During this year’s presidential campaign, Eliava again threatened via the mass media–including the Rustavi-2 private television station–to launch an armed revolt if the election returns were falsified. Following Shevardnadze’s reelection, Eliava pronounced the Samegrelo returns as such, and took his armed group to the forest again. His group recently began operating jointly with that of former Mkhedrioni chieftain Dato Shengelia in support of Georgian anti-Abkhaz guerrillas, on both sides of the Georgian-Abkhaz demarcation line. On June 28, Samegrelo-Upper Svaneti’s Governor Bondo Jikia warned–both during a Tbilisi government session and publicly–that antigovernment armed groups were inciting to disorder in the region, exploiting social hardships and the frustration among Georgian refugees from Abkhazia. In response, an anti-Abkhaz militant leader in Zugdidi appeared on television to accuse Jikia and the central government of defeatism and treason.
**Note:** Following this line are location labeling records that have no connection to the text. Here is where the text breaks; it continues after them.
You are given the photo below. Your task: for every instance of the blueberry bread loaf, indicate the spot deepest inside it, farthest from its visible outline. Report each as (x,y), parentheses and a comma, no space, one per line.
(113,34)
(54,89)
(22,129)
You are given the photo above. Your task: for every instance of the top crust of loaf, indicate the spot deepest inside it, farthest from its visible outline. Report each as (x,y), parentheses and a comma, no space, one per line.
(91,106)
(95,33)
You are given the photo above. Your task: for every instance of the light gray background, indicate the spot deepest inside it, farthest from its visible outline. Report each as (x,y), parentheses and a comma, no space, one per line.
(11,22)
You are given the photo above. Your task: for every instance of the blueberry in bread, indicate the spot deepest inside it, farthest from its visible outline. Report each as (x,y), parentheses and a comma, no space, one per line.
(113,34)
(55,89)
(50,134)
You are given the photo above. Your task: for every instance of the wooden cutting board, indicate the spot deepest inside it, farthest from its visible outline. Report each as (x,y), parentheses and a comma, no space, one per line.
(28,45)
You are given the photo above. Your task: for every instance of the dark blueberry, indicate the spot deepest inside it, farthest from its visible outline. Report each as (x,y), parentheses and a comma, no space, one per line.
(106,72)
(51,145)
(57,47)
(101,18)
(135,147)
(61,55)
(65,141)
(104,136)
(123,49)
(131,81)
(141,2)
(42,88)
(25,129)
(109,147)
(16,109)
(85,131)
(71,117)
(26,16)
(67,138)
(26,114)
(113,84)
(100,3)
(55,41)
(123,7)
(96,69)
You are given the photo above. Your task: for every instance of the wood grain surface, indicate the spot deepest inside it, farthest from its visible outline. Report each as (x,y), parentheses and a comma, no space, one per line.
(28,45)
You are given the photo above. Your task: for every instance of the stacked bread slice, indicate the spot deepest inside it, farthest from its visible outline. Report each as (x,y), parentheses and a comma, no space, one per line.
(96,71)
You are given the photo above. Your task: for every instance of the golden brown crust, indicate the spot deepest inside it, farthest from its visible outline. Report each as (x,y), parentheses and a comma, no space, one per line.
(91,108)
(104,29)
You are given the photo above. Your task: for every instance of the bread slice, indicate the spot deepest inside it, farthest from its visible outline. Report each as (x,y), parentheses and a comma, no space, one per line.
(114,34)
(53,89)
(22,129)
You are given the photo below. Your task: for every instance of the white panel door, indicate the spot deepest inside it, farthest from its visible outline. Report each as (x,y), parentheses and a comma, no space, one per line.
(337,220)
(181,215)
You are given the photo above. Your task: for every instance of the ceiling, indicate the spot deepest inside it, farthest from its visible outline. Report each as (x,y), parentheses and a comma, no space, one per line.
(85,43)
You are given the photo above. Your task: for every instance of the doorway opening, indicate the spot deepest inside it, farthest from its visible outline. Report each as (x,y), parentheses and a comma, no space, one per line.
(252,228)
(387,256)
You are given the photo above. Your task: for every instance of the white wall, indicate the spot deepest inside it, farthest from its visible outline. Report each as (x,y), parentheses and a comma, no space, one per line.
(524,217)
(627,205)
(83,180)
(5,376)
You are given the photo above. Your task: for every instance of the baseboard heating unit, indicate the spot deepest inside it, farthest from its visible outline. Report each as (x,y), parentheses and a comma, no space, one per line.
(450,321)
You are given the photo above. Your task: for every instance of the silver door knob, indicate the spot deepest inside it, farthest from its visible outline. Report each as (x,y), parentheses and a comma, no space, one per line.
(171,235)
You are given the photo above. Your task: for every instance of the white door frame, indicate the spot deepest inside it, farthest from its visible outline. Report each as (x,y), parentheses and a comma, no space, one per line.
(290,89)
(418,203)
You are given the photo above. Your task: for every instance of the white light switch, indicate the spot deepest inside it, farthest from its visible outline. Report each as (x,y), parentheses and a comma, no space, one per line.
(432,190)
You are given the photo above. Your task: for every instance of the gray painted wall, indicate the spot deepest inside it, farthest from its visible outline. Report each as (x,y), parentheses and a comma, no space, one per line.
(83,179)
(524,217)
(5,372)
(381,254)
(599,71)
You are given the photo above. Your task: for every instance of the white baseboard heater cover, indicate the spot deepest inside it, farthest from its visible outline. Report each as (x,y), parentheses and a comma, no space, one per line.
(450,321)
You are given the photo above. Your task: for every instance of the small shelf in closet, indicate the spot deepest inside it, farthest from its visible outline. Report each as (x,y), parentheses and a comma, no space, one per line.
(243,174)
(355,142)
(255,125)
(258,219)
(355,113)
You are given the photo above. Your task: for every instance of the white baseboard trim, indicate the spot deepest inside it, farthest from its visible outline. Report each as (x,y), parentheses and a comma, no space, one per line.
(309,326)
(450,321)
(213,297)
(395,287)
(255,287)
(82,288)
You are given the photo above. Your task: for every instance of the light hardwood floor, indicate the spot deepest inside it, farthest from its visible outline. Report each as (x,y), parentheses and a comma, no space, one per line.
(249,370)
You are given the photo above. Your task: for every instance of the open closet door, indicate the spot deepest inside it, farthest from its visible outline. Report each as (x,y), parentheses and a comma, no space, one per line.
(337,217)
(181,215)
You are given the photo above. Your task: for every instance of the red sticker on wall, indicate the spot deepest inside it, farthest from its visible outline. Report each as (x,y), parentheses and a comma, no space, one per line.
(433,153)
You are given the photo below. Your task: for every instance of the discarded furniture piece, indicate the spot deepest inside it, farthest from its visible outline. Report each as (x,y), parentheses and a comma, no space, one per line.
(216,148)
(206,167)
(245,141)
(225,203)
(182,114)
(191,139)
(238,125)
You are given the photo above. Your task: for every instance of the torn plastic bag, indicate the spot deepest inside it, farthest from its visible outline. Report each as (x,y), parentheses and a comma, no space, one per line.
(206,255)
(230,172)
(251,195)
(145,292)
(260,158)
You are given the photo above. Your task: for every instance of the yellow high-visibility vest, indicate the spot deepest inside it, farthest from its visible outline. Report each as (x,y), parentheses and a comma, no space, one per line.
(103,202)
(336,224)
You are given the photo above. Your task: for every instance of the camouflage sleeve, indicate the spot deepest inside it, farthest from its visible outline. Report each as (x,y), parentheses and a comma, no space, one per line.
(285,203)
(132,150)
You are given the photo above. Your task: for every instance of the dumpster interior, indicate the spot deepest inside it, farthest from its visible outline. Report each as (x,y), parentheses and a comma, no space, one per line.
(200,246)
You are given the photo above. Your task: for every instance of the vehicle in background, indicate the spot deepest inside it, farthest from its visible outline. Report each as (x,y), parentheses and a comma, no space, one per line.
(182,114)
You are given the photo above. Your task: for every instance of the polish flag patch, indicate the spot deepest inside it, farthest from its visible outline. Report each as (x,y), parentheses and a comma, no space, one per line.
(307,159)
On July 3, Shevardnadze publicly appealed to those groups to stop their “saber-rattling” and cooperate with the national reconciliation initiative, in which he vowed to persevere: “We don’t need casualties and don’t want to put people in jail.” Under that policy, the authorities are instructed to refrain from using force except in life-threatening situations, and to rely instead on negotiation and persuasion (Kavkasia-Press, Prime-News, June 28, 29; Tbilisi Radio, July 3; Iprinda, Prime-News, Black Sea Press, Kavkasia-Press, Georgian Television, July 10-11; see the Monitor, February 24, April 10, 13, June 6).